Mesenchymal Stem Cells Extend Median Life Span in Mice

Chinese researchers here demonstrate that some forms of fetal stem cell transplant are unambiguously beneficial in mice - the absence of cancerous development is perhaps surprising. This suggests that if an individual's stem cells could be sampled, altered to look more like fetal stem cells, and returned to the body, then they could achieve the same end: a general improvement in tissue repair, bodily systems, and life expectancy. From the paper: "To determine the role of allogeneil graft of mesenchymal stem cells in mammalian longevity, mesenchymal stem cells were isolated from [mouse fetal tissue] and then were purified and amplified by adherent culture.
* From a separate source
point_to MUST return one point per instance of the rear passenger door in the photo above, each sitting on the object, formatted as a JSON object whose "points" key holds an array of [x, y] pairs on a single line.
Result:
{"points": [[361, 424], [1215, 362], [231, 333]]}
Identified P1 mesenchymal stem cells were injected [into] the 15-month-old [mother mice] three times. The mice were evaluated ... The results showed that after transplantation, the long-term surviving stem cells were found to be located in many organ tissues ... Median life span was increased in these animals after transplantation. Skin, cardiac, lung, kidney and colon pathology development were delayed. [Amongst other markers of aging, the degeneration] of heart function was attenuated [and markers of oxidative stress] were reduced three months after transplantation. These results support the idea that longevity can be enhanced by transplantation of mesenchymal stem cells."